Наверно, так оно и есть, подумал Эндрю. Образованностью Франсис не блистала, а ее политические взгляды, которые она часто высказывала очень горячо, были донельзя путаными и случайными. Франсис всегда дружила с братом Хильды, не разделяя ни ужаса, ни сарказма других членов семьи по поводу его обращения в католичество. Дядя Барнабас и отец заменили ей и школу и университет, и одно время, совсем недолго, она помогала дяде в его изысканиях по ранней истории ирландской церкви. Она туманно объясняла, что это имеет отношение к датировке Пасхи, но большего Эндрю не мог от нее добиться. Он давно знал об этой дружбе между Франсис и Барни, и она вызывала в нем неослабевающую ревность, как он сам понимал, и недостойную, и бессмысленную. Никогда ни на секунду он не мог заставить себя принять дядю Барнабаса всерьез. В то время как Кристофер казался ему настоящим ученым и внушал некоторый трепет, в трудах дяди Барни он не мог усмотреть ничего, кроме удовлетворения ребяческого тщеславия, и сбивчивые рассказы Франсис только подтверждали это. Барни, безнадежно шутовская фигура, плелся где-то сбоку от семейного каравана.
— А весь этот вздор насчет возрождения ирландского языка, — говорила Хильда. — При всем моем уважении к вам, Кристофер…
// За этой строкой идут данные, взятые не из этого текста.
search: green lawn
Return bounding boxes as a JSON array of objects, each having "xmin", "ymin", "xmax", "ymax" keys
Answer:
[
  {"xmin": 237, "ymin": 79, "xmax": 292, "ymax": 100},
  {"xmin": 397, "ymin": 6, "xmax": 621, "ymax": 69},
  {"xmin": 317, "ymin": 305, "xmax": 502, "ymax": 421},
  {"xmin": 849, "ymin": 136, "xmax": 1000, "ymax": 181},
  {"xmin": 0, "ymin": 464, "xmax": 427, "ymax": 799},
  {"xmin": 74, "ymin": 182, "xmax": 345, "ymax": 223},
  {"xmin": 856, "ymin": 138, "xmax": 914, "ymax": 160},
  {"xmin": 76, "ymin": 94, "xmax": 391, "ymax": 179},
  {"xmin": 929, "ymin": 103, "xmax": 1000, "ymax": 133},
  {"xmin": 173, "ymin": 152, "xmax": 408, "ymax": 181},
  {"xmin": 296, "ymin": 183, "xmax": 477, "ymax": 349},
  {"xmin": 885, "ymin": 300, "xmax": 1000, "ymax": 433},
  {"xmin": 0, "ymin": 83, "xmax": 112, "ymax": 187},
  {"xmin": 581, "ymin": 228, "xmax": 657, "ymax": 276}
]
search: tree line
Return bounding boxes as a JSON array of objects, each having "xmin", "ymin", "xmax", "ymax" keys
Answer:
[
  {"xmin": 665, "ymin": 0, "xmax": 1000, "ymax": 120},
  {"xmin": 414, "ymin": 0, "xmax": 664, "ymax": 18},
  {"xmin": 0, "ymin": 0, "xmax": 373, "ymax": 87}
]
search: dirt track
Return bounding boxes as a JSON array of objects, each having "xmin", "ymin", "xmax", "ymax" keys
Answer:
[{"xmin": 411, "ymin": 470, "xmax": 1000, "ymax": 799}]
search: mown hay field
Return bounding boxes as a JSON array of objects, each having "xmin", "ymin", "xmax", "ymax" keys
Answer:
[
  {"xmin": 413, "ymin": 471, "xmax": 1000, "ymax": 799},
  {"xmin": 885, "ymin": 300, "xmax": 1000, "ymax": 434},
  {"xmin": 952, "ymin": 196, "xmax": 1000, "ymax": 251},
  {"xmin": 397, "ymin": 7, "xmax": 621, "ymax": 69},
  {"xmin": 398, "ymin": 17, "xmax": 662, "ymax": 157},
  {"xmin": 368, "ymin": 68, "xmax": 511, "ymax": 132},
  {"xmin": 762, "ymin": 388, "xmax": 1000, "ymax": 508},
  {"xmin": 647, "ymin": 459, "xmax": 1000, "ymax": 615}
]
— Но я вполне с вами согласен. Гэльский язык следует оставить нам, ученым. Числить своим родным языком язык Шекспира — достаточно хорошо. И, между прочим, во все времена ирландцы лучше всех писали по-английски.
— Да, англо-ирландцы.
— Правильно! Аристократы, которые считают себя выше и англичан, и ирландцев!
— А какую массу денег мы потратили на эту страну… Ирландским фермерам никогда не жилось лучше, чем сейчас.
— Не все так считают, — сказал Кристофер. — Я только вчера прочел в одной статье в «Айриш ревью», что Эльзас-Лотарингии жилось под немецким господством куда лучше, чем Ирландии под английским господством.
— Этого не может быть. Это просто их ирландская злоба. Не знаю, кто это выдумал, будто ирландцы такие веселые и приветливые. Неужели они не понимают, что идет война? Ведь обещали им и гомруль, и все, чего они хотели, так хоть чувствовали бы благодарность.
— Может, они не видят причин быть благодарными, — сказала Франсис. — Во время картофельного голода[5] погиб миллион людей.
— Дорогая моя, это очень огорчительно, но не имеет никакого отношения к тому, о чем мы говорим. Ты рассуждаешь, как уличный оратор. В прошлом, возможно, и случались прискорбные события, но когда все это было! И нарочно Англия никогда не вредила Ирландии, в этом я уверена. Тут просто экономика.
— Хильда отчасти права, — заметил Кристофер. — Ирландия потерпела ряд чисто исторических неудач, и одной из них было то, что картофельный голод совпал с расцветом манчестерской свободы торговли. В XVIII веке Англия не допустила бы такого бедствия.
— А еще какие были неудачи, сэр? — спросил Эндрю,
— 1801 год и 1914-й. Очень оказалось неудачно, что теперешняя война началась как раз перед тем, как прошел закон о гомруле. Помнишь, Черчилль сказал, что, если Белфаст не примет гомруля, английский флот его заставит? Этот север задал либералам нелегкую задачу. Дать бы им там года два узаконенной религиозной терпимости — и все успокоилось бы. А теперь волнениям не будет конца. Но главной катастрофой для Ирландии оказалась уния.[6] В XVIII веке английское правление было самым цивилизованным в истории. Страх перед французами положил конец цивилизации XVIII века. А может быть, и всякой цивилизации. И уж конечно, он положил конец ирландскому парламенту. Ирландия была на пути к настоящей независимости, крупные землевладельцы считали себя ирландцами. А тут англичане, понятно, до смерти перепугались. Отсюда закон об унии и все наши слезы.